Hi Bob,
On 27/01/14 15:46, Bob Peterson wrote:
----- Original Message -----
| This function included naive implementations of gfs2_setbit and
| gfs2_bitfit so these have been replaced with calls to those functions.
| The 'type' parameter has been replaced with 'state' and the type
| defines removed in favour of the GFS2_BLKST_* values. As these were the
| same for both meta and data block allocations, data_alloc() has been
| removed and its callers updated to use meta_alloc().
|
| Signed-off-by: Andrew Price <[email protected]>
Hi,
I've been staring at this patch for a long time now.

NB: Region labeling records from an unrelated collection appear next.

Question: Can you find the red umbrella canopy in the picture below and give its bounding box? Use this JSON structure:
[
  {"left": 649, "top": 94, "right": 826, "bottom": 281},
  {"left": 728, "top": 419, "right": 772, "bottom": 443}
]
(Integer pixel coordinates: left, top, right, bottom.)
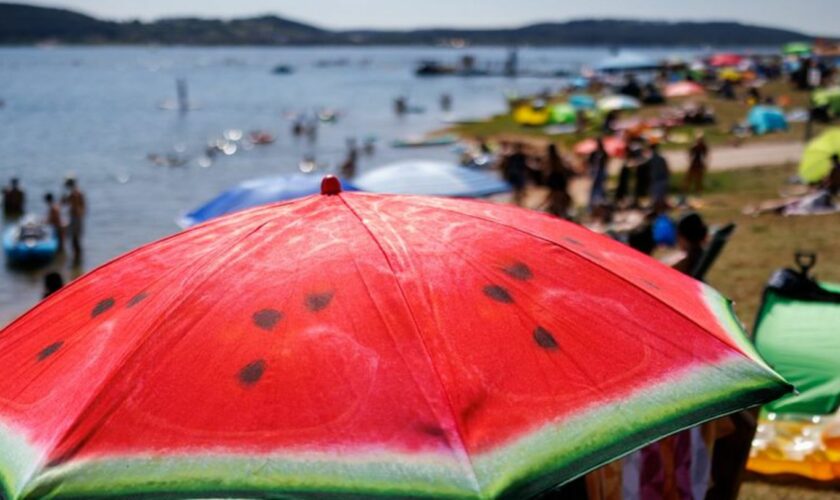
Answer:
[{"left": 0, "top": 181, "right": 788, "bottom": 499}]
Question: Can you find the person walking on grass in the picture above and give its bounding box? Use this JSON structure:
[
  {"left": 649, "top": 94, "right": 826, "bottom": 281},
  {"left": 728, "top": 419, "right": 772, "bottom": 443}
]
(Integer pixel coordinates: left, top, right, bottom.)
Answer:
[
  {"left": 683, "top": 132, "right": 709, "bottom": 195},
  {"left": 586, "top": 137, "right": 610, "bottom": 211}
]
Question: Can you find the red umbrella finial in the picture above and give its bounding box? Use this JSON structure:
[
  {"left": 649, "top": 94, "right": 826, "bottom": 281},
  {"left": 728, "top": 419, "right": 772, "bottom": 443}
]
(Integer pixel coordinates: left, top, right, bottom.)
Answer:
[{"left": 321, "top": 175, "right": 341, "bottom": 195}]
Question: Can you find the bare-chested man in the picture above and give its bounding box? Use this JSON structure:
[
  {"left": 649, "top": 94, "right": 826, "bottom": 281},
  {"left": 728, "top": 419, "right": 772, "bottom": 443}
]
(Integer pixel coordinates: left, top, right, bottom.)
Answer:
[{"left": 61, "top": 177, "right": 87, "bottom": 263}]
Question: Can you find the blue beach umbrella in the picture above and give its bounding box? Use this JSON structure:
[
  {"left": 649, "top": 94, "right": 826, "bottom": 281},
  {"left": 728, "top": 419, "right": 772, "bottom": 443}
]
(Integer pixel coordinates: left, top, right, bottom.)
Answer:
[
  {"left": 354, "top": 160, "right": 511, "bottom": 198},
  {"left": 747, "top": 106, "right": 788, "bottom": 135},
  {"left": 177, "top": 174, "right": 356, "bottom": 228}
]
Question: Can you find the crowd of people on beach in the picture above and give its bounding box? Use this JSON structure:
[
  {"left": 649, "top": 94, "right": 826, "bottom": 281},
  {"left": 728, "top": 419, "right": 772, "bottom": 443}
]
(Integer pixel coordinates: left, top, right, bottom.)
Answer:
[{"left": 3, "top": 177, "right": 87, "bottom": 278}]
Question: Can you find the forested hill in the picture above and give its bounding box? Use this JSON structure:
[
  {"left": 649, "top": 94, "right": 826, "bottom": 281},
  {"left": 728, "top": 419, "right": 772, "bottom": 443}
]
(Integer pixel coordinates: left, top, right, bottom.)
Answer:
[{"left": 0, "top": 3, "right": 812, "bottom": 46}]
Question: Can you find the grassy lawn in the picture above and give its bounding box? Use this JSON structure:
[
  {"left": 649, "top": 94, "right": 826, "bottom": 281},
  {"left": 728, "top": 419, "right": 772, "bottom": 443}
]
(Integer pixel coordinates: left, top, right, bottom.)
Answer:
[
  {"left": 676, "top": 166, "right": 840, "bottom": 500},
  {"left": 442, "top": 81, "right": 832, "bottom": 149},
  {"left": 675, "top": 166, "right": 840, "bottom": 326}
]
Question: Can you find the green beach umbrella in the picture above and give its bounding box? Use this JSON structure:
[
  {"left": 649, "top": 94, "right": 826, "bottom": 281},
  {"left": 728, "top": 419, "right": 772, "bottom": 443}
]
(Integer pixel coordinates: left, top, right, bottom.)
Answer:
[
  {"left": 811, "top": 87, "right": 840, "bottom": 116},
  {"left": 549, "top": 104, "right": 577, "bottom": 124},
  {"left": 755, "top": 278, "right": 840, "bottom": 415},
  {"left": 799, "top": 128, "right": 840, "bottom": 183},
  {"left": 782, "top": 42, "right": 814, "bottom": 56},
  {"left": 0, "top": 181, "right": 790, "bottom": 500}
]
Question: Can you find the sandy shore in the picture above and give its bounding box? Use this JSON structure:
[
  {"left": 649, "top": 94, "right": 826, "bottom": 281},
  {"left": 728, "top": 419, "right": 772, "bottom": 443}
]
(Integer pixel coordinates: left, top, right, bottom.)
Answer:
[{"left": 508, "top": 142, "right": 805, "bottom": 209}]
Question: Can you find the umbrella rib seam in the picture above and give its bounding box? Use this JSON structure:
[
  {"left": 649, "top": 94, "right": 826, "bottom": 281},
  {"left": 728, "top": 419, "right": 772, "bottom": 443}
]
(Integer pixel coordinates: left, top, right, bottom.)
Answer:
[
  {"left": 412, "top": 200, "right": 768, "bottom": 372},
  {"left": 339, "top": 195, "right": 482, "bottom": 496},
  {"left": 27, "top": 220, "right": 271, "bottom": 486}
]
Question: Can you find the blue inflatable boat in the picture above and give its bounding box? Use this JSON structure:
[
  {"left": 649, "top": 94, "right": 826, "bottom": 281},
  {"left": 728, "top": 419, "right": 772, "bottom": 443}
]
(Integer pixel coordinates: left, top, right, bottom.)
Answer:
[{"left": 3, "top": 219, "right": 58, "bottom": 267}]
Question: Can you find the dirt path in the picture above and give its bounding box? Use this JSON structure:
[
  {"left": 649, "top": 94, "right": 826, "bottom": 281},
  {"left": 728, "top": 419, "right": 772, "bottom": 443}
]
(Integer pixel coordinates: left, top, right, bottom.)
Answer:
[{"left": 660, "top": 142, "right": 805, "bottom": 171}]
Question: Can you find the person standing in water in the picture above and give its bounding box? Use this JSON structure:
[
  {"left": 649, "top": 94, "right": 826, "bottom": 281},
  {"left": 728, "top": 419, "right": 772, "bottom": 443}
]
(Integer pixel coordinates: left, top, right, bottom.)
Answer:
[
  {"left": 61, "top": 177, "right": 87, "bottom": 264},
  {"left": 683, "top": 132, "right": 709, "bottom": 195},
  {"left": 3, "top": 177, "right": 26, "bottom": 217},
  {"left": 44, "top": 193, "right": 64, "bottom": 252}
]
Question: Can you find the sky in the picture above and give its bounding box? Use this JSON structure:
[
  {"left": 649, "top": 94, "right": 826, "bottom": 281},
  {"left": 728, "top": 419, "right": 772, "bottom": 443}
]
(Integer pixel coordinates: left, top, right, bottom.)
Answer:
[{"left": 17, "top": 0, "right": 840, "bottom": 36}]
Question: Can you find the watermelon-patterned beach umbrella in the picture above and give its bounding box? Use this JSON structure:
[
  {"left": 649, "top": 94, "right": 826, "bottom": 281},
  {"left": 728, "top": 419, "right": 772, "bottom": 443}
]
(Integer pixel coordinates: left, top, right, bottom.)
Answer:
[{"left": 0, "top": 178, "right": 789, "bottom": 499}]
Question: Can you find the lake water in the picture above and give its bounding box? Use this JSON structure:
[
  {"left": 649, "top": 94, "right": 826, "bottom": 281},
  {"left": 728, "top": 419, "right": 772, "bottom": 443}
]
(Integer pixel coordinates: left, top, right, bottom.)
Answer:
[{"left": 0, "top": 47, "right": 716, "bottom": 325}]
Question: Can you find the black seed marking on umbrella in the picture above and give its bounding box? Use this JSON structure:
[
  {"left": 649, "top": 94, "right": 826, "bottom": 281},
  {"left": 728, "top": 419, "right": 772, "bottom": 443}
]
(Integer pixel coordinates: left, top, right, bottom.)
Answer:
[
  {"left": 581, "top": 250, "right": 601, "bottom": 260},
  {"left": 90, "top": 297, "right": 116, "bottom": 318},
  {"left": 239, "top": 359, "right": 265, "bottom": 387},
  {"left": 505, "top": 262, "right": 534, "bottom": 281},
  {"left": 38, "top": 340, "right": 64, "bottom": 362},
  {"left": 251, "top": 309, "right": 283, "bottom": 332},
  {"left": 484, "top": 285, "right": 513, "bottom": 304},
  {"left": 306, "top": 292, "right": 333, "bottom": 312},
  {"left": 125, "top": 292, "right": 149, "bottom": 309},
  {"left": 534, "top": 326, "right": 560, "bottom": 351},
  {"left": 642, "top": 280, "right": 659, "bottom": 290}
]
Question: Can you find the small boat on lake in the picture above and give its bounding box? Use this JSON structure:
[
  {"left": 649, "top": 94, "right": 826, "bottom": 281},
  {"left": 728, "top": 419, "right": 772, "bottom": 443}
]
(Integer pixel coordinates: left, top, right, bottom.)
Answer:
[
  {"left": 3, "top": 217, "right": 58, "bottom": 267},
  {"left": 391, "top": 135, "right": 458, "bottom": 148}
]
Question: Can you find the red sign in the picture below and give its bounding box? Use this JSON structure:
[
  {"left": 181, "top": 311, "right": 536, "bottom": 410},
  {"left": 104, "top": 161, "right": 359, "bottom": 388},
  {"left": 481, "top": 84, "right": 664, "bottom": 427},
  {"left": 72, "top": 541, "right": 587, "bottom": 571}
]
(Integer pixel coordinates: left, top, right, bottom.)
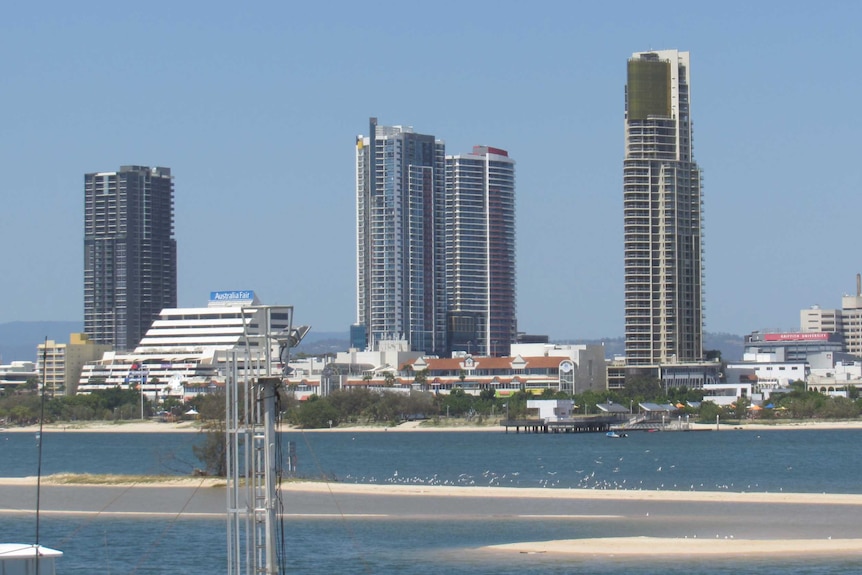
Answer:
[{"left": 763, "top": 331, "right": 829, "bottom": 341}]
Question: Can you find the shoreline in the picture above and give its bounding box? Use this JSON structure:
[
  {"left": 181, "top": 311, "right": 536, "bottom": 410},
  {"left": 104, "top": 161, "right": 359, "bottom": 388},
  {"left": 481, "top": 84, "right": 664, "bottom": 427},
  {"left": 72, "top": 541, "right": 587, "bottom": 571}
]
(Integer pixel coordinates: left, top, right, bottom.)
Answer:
[
  {"left": 5, "top": 419, "right": 862, "bottom": 433},
  {"left": 5, "top": 476, "right": 862, "bottom": 561},
  {"left": 481, "top": 536, "right": 862, "bottom": 559},
  {"left": 5, "top": 473, "right": 862, "bottom": 507}
]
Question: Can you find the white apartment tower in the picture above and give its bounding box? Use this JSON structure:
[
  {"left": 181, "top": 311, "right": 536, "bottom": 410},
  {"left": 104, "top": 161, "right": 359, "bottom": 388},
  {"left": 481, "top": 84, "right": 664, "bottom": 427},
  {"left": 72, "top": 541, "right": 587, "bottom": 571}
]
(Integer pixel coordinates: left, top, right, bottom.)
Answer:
[
  {"left": 446, "top": 146, "right": 517, "bottom": 356},
  {"left": 356, "top": 118, "right": 447, "bottom": 354},
  {"left": 623, "top": 50, "right": 704, "bottom": 365}
]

The patch looks correct. However, my concern is this:
The fsck.gfs2 tool is designed to repair either GFS2 or GFS1 file systems,
and GFS1 uses bitmaps differently from GFS2. An indirect block, for example,
will be marked as a data block in a GFS2 file system, but "meta" in GFS1,
(which translates to unlinked dinode in a GFS2 bitmap).
Of course, since this is upstream code, it's tempting to say that there
won't be any GFS1 file systems hanging around. However, in theory, users
might take a GFS1 file system from a legacy system and try migrate it to
a newer system, upstream, RHEL7, Fedora, whatever, in which case they
want to use gfs2_convert. But gfs2_convert doesn't do any error checking,
so we recommend running fsck before the convert. However, on newer OSes,
there isn't a gfs_fsck, there's only fsck.gfs2, which should handle both.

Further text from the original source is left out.